🌐 CORS Policies Every Backend Developer Must Know

Published: (December 17, 2025 at 10:34 AM EST)
2 min read
Source: Dev.to

Source: Dev.to

Cover image for 🌐 CORS Policies Every Backend Developer Must Know

What Is CORS?

CORS is a browser security mechanism that controls how resources from one origin (domain) can be accessed by another origin.

Important: CORS is enforced by the browser, but configured by the backend.

The Most Common CORS Mistake

Access-Control-Allow-Origin: *

This header allows any website to call your API. If your API uses cookies, tokens, or sessions, this is a serious security risk.

Best Practices for Secure CORS Configuration

1️⃣ Use an Allowlist of Trusted Origins

Only allow known domains:

const allowedOrigins = [
  'https://app.example.com',
  'https://admin.example.com'
];

2️⃣ Never Use Wildcards with Credentials

When you use cookies, JWTs in headers, or sessions, you must specify exact origins:

Access-Control-Allow-Credentials: true
Access-Control-Allow-Origin: https://app.example.com

* is not allowed when Access-Control-Allow-Credentials is true.

3️⃣ Limit Allowed HTTP Methods

Only permit the methods your API actually needs:

Access-Control-Allow-Methods: GET, POST, PUT, DELETE

Avoid exposing unused methods such as PATCH or OPTIONS unnecessarily.

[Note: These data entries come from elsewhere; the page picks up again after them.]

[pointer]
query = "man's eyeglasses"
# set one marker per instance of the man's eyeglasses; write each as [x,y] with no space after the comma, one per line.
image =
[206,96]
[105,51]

4️⃣ Restrict Allowed Headers

Explicitly define which request headers are permitted:

Access-Control-Allow-Headers: Content-Type, Authorization

5️⃣ Handle Preflight (OPTIONS) Requests Properly

Browsers send an OPTIONS request before certain API calls.

Best practice:

  • Respond quickly (e.g., 204 No Content).
  • Do not require authentication for the preflight response.
  • Return the appropriate CORS headers.

6️⃣ Environment‑Based CORS Rules

EnvironmentPolicy
DevelopmentAllow localhost
StagingAllow test domains
ProductionStrict allowlist

This approach keeps development easy while keeping production secure.

7️⃣ Do Not Treat CORS as a Security Mechanism

CORS does not replace:

  • Authentication
  • Authorization
  • Rate limiting
  • Input validation

Attackers can still call your API directly using tools like Postman or curl.

Example: Secure Node.js CORS Configuration

const cors = require('cors');
const express = require('express');
const app = express();

app.use(cors({
  origin: ['https://app.example.com'],
  methods: ['GET', 'POST', 'PUT', 'DELETE'],
  allowedHeaders: ['Content-Type', 'Authorization'],
  credentials: true,
  maxAge: 86400 // seconds
}));

Interview Tip

Q: Is CORS a frontend or backend security feature?
A: CORS is enforced by the browser, but controlled by the backend.

Final Thoughts

A good backend developer:

  • Uses least‑privilege CORS settings.
  • Avoids wildcards in production.
  • Separates environment configurations.
  • Understands that CORS is not a substitute for real security controls.

Correct CORS configuration demonstrates professional backend maturity.